Nacho fue nombrado Dircom ante la salida de Goyo. La verdad es que no tenía ni puta idea del lío, pero era, y es un hombre ordenado, educado…

Un financiero que entraba en el Consejo y desde allí le sería más fácil volver a lo suyo, pero FG lo lapidó, otra muesca más para la cacha del sheriff. Nacho demostró en todo momento ser un profesional todoterreno, aprendió en cuatro días, como les pasa a todos los tipos inteligentes, cómo sobrevivir en el mundo Dircom. El problema era que FG quería que Nacho fuese el presidente de Dircom, el que le hacía los discursos, vigilaba las cuentas del departamento, el Presidente del CRO…

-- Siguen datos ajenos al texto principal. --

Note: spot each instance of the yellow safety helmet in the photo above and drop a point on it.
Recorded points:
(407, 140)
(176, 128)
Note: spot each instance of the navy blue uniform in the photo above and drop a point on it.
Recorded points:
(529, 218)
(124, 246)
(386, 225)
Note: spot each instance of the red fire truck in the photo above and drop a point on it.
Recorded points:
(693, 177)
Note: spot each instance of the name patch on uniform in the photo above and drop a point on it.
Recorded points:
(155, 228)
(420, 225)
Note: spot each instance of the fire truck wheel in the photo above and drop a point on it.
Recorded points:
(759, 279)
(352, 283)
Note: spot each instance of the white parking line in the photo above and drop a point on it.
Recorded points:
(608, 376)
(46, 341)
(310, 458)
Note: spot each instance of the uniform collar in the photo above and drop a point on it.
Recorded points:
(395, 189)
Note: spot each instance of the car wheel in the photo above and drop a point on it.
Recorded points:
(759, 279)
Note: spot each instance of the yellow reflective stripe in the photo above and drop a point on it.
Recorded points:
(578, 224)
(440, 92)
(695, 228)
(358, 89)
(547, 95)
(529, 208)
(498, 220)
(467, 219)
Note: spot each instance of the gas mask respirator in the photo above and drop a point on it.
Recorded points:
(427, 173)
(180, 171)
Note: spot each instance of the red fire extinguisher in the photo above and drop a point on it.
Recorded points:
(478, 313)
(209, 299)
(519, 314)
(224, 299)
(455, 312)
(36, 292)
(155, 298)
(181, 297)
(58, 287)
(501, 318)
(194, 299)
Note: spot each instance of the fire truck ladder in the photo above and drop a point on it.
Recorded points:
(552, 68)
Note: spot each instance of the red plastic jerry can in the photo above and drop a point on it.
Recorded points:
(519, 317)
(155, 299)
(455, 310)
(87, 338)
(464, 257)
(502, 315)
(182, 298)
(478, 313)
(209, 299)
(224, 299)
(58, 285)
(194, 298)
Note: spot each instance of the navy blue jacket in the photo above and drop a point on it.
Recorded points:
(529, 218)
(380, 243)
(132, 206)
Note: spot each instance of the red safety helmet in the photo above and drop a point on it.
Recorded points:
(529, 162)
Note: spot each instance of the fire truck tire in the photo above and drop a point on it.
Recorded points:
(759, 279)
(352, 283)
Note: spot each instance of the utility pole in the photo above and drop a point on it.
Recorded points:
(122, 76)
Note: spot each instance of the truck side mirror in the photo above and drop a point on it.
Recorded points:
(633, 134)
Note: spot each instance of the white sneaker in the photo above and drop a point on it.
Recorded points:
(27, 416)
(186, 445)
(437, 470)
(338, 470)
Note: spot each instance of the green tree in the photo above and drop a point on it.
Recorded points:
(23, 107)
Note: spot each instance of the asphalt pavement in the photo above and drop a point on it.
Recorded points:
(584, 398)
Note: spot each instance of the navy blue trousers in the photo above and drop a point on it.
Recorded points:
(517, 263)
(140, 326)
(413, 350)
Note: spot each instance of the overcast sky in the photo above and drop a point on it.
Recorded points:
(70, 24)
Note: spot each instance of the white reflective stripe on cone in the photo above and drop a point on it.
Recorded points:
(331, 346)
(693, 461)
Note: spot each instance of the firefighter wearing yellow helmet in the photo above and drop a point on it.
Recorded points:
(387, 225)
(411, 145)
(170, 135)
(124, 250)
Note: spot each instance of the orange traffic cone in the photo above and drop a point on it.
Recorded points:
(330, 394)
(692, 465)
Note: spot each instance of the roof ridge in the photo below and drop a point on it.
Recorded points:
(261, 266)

Y, el último de los nombrados, con fecha de caducidad y al que nadie esperaba es Pablo García Tobin, que llegó desde el espacio de la tele de Bloomberg, donde era corresponsal jefe para España y Portugal, y se ganó el puesto acompañando a FG a varios road show, haciendo hábilmente la cama a Moliner, y que se estrenó cambiando las normas de los correos corporativos, olvidando que se llama Pablo García Tobin, ahora Paul Tobin, que es más ‘brexit’… ¡Ah!, y cambiar lo de director de comunicación por Communication Manager.

Moraleja o conclusión:

Ser dircom en el BBVA es un trabajo que hay que desempeñar mirando por el retrovisor, no sea que llegue FG. Este miedo atávico sólo se lo vi superar a Ayuso que, como amante del fútbol, siempre usó espinilleras. ¡Bouchè de pignon! ¡Aúpa Olympique! ‘La cena de los idiotas’ Interesante el cine francés. Hay una película de un pescador que tenía bateas de ostras francesas y mejillones, ella le hizo un hijo… Pero, esto no es del BBVA, en los bancos de Internet no tienes donde sentarte.